IoT – Scalability and Availability

by Uwe Meding

The Internet of Things (IoT) is a commercial reality. It is already changing the way that products are manufactured and sold, and the way we interact with them.

Every time a consumer interacts with your product, they will expect a swift, seamless experience. They don’t care if ten million other products are being operated concurrently; they only care that when they open their garage door via a smartphone, there’s an instant, 24X7 response. Failure to deliver that experience, whether due to high platform latency or an inability to scale your platform to handle the load, is not only unacceptable to consumers, but also highly damaging to the reputation of both your product and your brand.

To handle the challenge of this aggregated demand, it is important that you select a platform that is built with scalability, performance and availability in mind.

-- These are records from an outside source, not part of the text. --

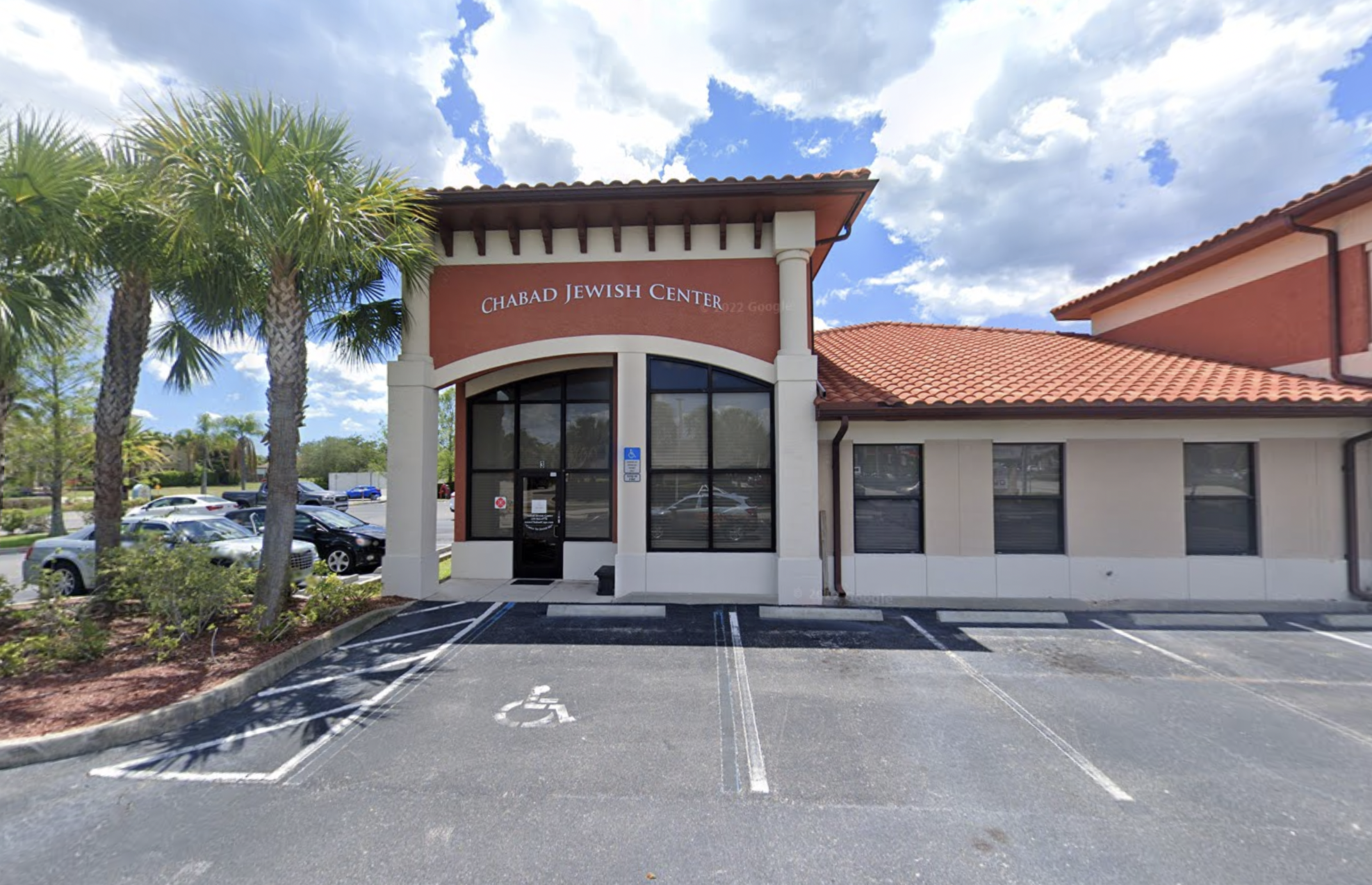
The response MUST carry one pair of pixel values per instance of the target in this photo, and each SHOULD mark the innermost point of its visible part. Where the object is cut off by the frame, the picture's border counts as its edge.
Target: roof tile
(928, 365)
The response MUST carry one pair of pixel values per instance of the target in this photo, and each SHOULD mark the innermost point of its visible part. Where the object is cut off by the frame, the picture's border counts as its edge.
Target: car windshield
(335, 519)
(209, 530)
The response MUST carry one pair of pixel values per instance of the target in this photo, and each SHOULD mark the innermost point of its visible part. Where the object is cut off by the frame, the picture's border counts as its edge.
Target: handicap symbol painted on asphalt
(535, 701)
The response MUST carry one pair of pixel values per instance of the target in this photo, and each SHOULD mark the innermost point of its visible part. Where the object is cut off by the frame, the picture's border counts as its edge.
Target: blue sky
(1027, 153)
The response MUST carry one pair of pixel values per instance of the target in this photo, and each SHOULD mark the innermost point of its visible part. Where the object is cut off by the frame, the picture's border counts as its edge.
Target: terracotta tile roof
(843, 174)
(1348, 184)
(906, 364)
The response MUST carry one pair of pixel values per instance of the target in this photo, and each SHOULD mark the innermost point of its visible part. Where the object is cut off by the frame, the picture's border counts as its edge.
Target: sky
(1027, 152)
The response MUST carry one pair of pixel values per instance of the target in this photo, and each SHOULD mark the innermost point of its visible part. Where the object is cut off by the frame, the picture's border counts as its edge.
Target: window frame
(710, 472)
(560, 468)
(920, 497)
(1059, 498)
(1250, 498)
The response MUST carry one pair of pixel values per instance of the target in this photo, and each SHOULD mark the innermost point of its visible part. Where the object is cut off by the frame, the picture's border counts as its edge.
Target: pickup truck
(307, 493)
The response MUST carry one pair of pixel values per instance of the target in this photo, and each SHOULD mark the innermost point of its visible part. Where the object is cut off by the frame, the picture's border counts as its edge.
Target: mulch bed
(129, 681)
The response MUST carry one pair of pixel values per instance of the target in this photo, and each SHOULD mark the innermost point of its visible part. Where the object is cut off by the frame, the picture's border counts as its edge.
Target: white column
(799, 569)
(632, 514)
(412, 459)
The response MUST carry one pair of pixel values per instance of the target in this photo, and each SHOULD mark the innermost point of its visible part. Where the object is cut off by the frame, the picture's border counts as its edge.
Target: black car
(345, 542)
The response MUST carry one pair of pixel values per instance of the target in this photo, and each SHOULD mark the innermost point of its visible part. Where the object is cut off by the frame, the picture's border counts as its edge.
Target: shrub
(181, 587)
(334, 599)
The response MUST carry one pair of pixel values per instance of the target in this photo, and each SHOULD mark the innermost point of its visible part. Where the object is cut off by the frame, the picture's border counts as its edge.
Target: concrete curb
(17, 752)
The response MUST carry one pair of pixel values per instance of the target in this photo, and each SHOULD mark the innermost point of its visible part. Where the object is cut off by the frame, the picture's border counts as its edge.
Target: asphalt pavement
(503, 742)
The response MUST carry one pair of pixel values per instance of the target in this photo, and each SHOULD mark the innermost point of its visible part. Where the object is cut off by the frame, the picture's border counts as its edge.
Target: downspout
(1350, 517)
(1331, 239)
(838, 511)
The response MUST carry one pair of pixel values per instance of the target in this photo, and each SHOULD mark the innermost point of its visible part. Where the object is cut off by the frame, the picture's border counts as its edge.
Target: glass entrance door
(538, 528)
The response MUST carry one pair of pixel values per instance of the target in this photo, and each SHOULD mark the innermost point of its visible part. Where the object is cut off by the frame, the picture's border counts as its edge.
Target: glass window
(1027, 480)
(587, 435)
(493, 437)
(710, 457)
(1220, 501)
(486, 520)
(587, 505)
(888, 507)
(541, 435)
(742, 430)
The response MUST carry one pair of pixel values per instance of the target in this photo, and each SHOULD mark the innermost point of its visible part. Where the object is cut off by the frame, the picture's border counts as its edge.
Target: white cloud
(380, 63)
(1022, 180)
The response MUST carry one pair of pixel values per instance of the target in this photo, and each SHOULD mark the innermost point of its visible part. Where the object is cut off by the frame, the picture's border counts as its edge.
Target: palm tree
(283, 195)
(46, 173)
(245, 427)
(131, 214)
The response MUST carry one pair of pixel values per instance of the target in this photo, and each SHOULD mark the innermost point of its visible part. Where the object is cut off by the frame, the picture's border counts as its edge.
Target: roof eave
(881, 412)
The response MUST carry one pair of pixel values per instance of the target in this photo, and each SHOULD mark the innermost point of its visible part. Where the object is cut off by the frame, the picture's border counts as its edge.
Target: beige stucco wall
(1124, 497)
(1125, 512)
(1300, 498)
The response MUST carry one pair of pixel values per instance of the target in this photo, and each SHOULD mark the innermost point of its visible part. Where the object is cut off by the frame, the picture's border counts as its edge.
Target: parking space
(1087, 751)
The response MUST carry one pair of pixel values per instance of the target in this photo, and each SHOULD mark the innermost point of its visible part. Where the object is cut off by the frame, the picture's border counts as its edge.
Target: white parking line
(126, 770)
(756, 768)
(1332, 635)
(1296, 708)
(1068, 749)
(412, 633)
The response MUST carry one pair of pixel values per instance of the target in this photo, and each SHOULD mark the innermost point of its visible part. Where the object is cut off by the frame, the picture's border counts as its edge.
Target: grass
(19, 541)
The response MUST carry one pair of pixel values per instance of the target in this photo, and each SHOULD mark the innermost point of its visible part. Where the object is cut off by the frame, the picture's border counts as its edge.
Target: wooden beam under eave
(445, 235)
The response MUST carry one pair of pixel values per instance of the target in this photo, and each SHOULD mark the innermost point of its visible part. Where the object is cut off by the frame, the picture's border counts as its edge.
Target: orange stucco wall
(1279, 320)
(480, 308)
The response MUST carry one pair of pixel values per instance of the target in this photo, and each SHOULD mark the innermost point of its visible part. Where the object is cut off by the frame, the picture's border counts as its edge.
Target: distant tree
(243, 428)
(59, 389)
(338, 455)
(446, 434)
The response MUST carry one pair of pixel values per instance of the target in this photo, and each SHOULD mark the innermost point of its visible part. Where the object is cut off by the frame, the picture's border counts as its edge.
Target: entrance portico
(699, 334)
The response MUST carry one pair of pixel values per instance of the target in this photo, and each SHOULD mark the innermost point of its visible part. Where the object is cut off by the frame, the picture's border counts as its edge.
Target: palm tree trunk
(283, 328)
(7, 397)
(126, 341)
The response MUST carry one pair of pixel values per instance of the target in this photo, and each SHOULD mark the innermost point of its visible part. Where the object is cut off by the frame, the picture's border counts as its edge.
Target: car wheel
(69, 579)
(338, 560)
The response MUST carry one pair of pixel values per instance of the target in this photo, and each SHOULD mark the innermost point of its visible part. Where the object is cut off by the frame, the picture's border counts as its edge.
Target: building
(641, 386)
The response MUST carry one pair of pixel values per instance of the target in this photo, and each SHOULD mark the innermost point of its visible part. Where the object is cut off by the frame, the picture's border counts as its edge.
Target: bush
(181, 587)
(332, 599)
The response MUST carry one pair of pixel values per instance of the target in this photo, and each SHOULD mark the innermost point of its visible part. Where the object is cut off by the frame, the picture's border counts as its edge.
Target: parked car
(735, 518)
(307, 493)
(205, 505)
(72, 558)
(345, 542)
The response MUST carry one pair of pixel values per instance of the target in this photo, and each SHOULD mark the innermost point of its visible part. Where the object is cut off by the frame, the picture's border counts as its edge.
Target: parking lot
(507, 742)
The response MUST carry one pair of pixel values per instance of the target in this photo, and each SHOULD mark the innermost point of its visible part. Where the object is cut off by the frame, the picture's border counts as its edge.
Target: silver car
(72, 558)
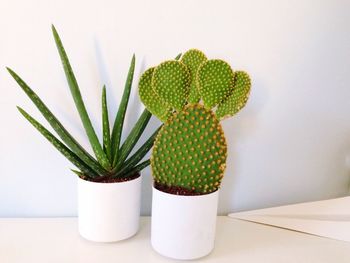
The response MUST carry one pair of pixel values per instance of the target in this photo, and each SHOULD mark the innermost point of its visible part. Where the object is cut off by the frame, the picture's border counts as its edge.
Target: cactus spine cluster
(191, 96)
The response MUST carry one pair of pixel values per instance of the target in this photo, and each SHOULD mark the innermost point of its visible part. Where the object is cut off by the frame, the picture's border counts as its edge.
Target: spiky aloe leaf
(119, 119)
(239, 97)
(66, 137)
(105, 126)
(79, 103)
(133, 137)
(136, 169)
(73, 158)
(193, 58)
(139, 154)
(171, 81)
(215, 81)
(150, 98)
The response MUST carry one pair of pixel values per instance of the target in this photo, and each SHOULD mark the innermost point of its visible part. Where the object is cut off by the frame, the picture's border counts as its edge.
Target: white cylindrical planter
(108, 212)
(183, 227)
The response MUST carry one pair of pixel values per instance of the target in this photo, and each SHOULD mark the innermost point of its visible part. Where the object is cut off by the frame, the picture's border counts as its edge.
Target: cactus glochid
(112, 162)
(190, 151)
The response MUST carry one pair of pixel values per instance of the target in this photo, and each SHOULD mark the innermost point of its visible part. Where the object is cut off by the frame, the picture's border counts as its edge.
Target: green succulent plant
(112, 158)
(191, 96)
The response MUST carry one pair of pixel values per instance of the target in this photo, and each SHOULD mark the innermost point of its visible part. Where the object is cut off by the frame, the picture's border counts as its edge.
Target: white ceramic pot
(183, 227)
(108, 212)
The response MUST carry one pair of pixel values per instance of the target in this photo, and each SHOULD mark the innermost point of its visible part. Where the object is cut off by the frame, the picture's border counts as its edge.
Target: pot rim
(109, 183)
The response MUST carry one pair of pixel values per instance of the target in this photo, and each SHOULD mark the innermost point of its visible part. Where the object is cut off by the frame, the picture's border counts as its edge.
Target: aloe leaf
(139, 154)
(132, 138)
(105, 125)
(178, 56)
(79, 103)
(136, 169)
(119, 119)
(66, 137)
(72, 157)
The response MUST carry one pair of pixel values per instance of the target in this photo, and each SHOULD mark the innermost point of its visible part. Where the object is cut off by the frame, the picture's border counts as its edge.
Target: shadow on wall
(241, 127)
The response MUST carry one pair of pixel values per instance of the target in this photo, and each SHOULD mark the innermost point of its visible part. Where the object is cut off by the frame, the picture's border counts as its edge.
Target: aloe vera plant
(112, 158)
(191, 96)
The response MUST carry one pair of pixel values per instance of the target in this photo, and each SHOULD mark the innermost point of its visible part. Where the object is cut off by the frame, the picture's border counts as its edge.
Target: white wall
(289, 144)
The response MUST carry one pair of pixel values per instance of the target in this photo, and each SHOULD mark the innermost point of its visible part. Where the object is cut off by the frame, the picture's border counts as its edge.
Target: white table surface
(53, 240)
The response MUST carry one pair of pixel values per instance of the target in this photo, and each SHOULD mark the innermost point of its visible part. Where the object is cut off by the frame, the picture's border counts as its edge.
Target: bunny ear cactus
(191, 96)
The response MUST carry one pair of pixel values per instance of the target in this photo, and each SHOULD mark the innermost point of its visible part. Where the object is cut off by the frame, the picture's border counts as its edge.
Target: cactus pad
(237, 100)
(190, 151)
(193, 58)
(215, 81)
(150, 99)
(171, 81)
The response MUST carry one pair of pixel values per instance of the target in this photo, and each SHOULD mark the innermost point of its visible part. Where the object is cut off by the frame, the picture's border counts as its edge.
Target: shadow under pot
(108, 212)
(183, 227)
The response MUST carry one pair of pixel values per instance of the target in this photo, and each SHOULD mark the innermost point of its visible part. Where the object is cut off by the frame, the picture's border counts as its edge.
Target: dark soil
(113, 180)
(175, 190)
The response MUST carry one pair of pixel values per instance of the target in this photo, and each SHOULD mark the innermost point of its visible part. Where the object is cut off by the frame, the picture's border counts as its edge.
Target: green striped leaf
(132, 138)
(65, 136)
(79, 103)
(105, 126)
(73, 158)
(119, 119)
(136, 169)
(139, 154)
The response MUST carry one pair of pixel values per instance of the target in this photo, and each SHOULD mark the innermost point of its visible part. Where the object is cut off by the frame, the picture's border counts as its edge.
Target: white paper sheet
(328, 218)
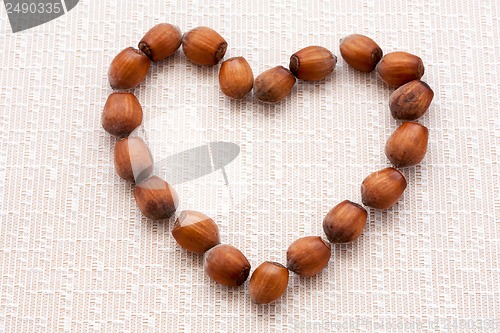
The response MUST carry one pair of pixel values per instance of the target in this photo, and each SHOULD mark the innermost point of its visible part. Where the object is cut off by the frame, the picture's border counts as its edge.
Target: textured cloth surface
(76, 254)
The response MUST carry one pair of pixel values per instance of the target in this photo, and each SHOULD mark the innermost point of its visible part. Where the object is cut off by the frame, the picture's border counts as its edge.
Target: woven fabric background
(76, 255)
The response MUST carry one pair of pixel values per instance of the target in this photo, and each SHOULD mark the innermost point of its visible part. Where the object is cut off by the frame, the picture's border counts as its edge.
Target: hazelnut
(268, 282)
(161, 41)
(122, 114)
(226, 265)
(204, 46)
(312, 63)
(411, 100)
(133, 160)
(398, 68)
(236, 77)
(383, 188)
(307, 256)
(344, 222)
(360, 52)
(155, 198)
(195, 231)
(128, 69)
(407, 145)
(274, 84)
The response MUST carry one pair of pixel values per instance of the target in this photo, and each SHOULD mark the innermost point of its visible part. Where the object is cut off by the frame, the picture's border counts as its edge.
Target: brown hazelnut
(312, 63)
(128, 69)
(307, 256)
(268, 282)
(344, 222)
(407, 145)
(360, 52)
(226, 265)
(204, 46)
(398, 68)
(274, 84)
(133, 160)
(411, 100)
(195, 231)
(161, 41)
(383, 188)
(156, 199)
(122, 114)
(236, 77)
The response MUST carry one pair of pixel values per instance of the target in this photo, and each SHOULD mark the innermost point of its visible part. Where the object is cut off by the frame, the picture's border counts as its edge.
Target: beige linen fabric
(76, 255)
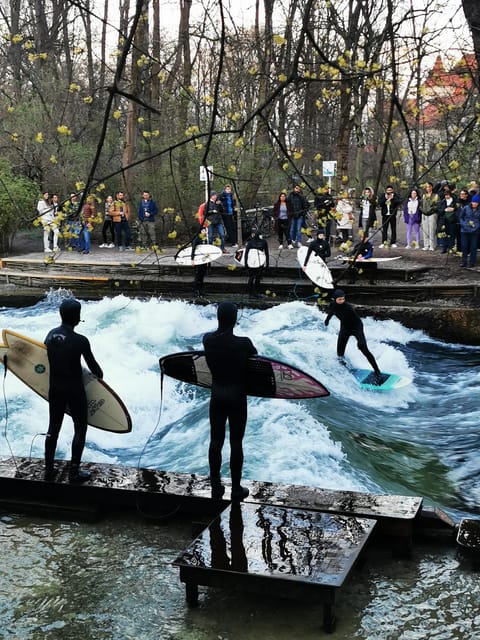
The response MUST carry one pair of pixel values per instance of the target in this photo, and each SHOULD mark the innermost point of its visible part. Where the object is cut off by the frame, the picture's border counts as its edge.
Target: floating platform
(294, 541)
(296, 553)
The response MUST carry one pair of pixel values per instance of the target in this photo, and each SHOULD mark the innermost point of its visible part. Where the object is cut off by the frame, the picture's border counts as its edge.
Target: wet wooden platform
(153, 491)
(283, 551)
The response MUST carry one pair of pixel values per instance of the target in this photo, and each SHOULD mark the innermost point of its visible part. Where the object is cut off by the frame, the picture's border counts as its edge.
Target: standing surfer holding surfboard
(350, 325)
(65, 349)
(254, 248)
(227, 358)
(319, 247)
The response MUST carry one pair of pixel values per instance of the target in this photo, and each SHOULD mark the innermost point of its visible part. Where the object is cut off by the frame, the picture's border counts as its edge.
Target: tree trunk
(471, 9)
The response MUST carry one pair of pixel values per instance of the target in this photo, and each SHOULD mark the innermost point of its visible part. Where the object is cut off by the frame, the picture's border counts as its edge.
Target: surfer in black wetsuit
(255, 273)
(227, 356)
(65, 349)
(350, 325)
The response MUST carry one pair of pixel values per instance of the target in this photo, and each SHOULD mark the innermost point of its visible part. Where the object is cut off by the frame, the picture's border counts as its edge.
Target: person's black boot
(239, 493)
(77, 475)
(50, 473)
(217, 488)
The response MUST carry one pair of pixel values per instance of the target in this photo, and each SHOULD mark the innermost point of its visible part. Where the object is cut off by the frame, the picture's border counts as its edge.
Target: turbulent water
(421, 440)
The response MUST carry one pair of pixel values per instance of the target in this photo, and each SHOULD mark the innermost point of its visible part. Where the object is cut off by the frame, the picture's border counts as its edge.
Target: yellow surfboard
(27, 359)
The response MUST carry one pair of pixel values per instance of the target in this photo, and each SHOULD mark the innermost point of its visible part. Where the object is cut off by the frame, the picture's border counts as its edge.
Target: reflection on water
(115, 581)
(62, 580)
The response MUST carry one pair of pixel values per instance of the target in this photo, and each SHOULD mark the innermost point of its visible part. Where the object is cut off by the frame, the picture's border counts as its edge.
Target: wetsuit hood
(70, 311)
(226, 315)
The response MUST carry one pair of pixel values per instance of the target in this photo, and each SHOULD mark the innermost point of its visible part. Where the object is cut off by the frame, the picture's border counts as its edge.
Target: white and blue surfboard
(388, 381)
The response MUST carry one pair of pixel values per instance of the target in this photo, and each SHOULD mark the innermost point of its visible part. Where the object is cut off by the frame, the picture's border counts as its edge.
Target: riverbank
(425, 290)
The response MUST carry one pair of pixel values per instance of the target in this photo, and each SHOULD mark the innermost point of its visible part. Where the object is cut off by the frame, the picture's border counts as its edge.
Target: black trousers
(227, 405)
(61, 398)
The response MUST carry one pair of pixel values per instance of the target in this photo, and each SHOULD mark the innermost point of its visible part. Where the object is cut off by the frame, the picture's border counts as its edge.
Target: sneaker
(217, 491)
(239, 494)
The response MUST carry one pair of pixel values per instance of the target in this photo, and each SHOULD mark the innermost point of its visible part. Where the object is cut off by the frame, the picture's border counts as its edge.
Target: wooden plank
(287, 552)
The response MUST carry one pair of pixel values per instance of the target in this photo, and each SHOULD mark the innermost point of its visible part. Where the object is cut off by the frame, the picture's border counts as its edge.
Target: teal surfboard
(388, 381)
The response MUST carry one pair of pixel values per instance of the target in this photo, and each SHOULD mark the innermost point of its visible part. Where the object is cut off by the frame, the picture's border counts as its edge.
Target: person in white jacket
(47, 216)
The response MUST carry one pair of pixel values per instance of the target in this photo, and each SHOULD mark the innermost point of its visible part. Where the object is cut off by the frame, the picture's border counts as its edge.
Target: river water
(114, 579)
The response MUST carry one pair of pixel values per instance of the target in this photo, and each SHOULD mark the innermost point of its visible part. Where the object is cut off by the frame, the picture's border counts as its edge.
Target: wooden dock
(294, 541)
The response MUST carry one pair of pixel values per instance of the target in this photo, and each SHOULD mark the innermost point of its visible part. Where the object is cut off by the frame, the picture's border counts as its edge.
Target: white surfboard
(256, 258)
(316, 269)
(204, 253)
(358, 260)
(27, 359)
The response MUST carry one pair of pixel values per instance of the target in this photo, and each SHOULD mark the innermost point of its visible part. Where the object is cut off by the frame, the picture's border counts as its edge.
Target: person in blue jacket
(147, 210)
(350, 325)
(227, 358)
(65, 349)
(469, 219)
(362, 251)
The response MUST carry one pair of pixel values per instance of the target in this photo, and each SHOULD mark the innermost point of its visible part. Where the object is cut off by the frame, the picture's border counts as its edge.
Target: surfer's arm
(92, 364)
(307, 257)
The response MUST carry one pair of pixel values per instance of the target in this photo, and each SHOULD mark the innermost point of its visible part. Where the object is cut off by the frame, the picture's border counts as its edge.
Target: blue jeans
(218, 228)
(469, 248)
(296, 229)
(119, 227)
(84, 240)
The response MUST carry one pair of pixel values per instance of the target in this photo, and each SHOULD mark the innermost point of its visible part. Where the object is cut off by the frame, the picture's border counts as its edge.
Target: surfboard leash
(5, 367)
(137, 499)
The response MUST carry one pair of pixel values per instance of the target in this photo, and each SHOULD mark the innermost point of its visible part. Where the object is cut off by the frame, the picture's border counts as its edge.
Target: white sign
(329, 168)
(204, 176)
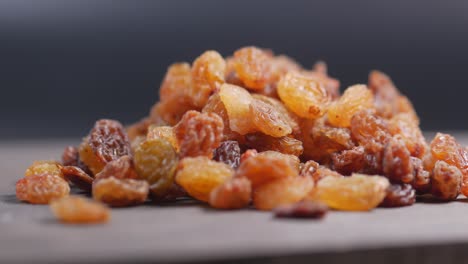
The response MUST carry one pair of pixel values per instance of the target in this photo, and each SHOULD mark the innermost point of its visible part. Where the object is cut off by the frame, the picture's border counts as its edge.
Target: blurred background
(64, 64)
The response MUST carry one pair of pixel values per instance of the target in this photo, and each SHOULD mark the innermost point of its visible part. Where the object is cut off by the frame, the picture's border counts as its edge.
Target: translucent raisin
(302, 209)
(200, 175)
(281, 191)
(354, 99)
(370, 131)
(199, 134)
(260, 169)
(252, 66)
(355, 193)
(207, 76)
(262, 142)
(237, 102)
(399, 195)
(41, 189)
(107, 141)
(233, 194)
(349, 161)
(304, 96)
(268, 120)
(44, 167)
(78, 177)
(120, 192)
(122, 168)
(156, 161)
(397, 164)
(446, 181)
(228, 152)
(79, 210)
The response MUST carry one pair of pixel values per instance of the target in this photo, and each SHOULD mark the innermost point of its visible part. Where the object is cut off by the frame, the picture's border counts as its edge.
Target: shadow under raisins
(10, 199)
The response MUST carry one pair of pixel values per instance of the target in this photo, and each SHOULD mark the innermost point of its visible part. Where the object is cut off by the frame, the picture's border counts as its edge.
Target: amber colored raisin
(355, 193)
(200, 175)
(216, 106)
(354, 99)
(268, 120)
(304, 96)
(41, 189)
(252, 66)
(349, 161)
(122, 168)
(79, 210)
(228, 152)
(44, 168)
(156, 161)
(281, 191)
(233, 194)
(207, 76)
(78, 177)
(370, 131)
(120, 192)
(422, 179)
(262, 142)
(403, 125)
(397, 164)
(399, 195)
(446, 181)
(199, 134)
(302, 209)
(260, 169)
(237, 102)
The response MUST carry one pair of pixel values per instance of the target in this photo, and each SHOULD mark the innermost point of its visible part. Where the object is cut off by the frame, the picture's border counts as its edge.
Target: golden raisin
(355, 193)
(304, 96)
(200, 175)
(79, 210)
(199, 134)
(282, 191)
(41, 189)
(232, 194)
(120, 192)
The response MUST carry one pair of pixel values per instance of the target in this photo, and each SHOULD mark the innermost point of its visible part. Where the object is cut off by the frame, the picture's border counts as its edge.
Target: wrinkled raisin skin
(228, 152)
(399, 195)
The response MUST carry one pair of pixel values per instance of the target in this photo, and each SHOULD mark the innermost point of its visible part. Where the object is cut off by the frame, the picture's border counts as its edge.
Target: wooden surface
(188, 231)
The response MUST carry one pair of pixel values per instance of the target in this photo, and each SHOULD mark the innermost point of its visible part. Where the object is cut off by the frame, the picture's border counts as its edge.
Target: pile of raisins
(257, 130)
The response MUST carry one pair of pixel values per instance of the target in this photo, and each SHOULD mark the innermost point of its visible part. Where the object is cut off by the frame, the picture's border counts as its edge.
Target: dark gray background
(64, 64)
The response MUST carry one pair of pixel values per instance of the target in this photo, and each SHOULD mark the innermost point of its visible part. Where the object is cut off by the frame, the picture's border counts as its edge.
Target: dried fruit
(79, 210)
(120, 192)
(252, 66)
(44, 168)
(268, 120)
(355, 193)
(207, 76)
(399, 195)
(107, 141)
(237, 102)
(199, 134)
(304, 96)
(302, 209)
(281, 191)
(446, 181)
(78, 177)
(122, 168)
(200, 175)
(156, 161)
(285, 145)
(397, 164)
(41, 189)
(228, 152)
(232, 194)
(354, 99)
(260, 169)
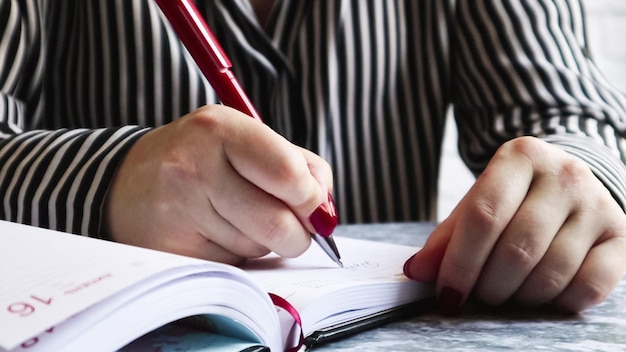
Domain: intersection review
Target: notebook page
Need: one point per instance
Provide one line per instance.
(48, 276)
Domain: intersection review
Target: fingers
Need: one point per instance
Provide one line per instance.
(536, 227)
(525, 241)
(263, 218)
(599, 275)
(482, 216)
(217, 181)
(424, 265)
(299, 178)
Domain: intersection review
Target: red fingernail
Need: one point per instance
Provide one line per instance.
(325, 220)
(406, 267)
(449, 301)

Some IoT platforms on the market today are made to handle the hundreds and perhaps thousands of smart products typically involved in a pilot project, but are ill-equipped to deal with a full commercial roll-out, let alone the enormous growth that the market anticipates (over 50 billion connected devices by 2020).

High Speed, Low Latency

The cloud delivers scale, offering both elasticity in terms of infrastructure and significant cost savings when compared to on-premise computation. But the cloud itself is not enough. With different architectural approaches to scaling in the cloud, it is vital to select a platform that responds to demand with the highest speed and lowest latency possible.

For example, most IoT platforms should be able to manage to connect a consumer product like a washing machine that communicates a message every second via standard IoT messaging protocols like HTTP, MQTT or CoAP. The real challenge lies in handling the considerable load increase that occurs when operating 1 million connected washing machines, without any noticeable latency or delay.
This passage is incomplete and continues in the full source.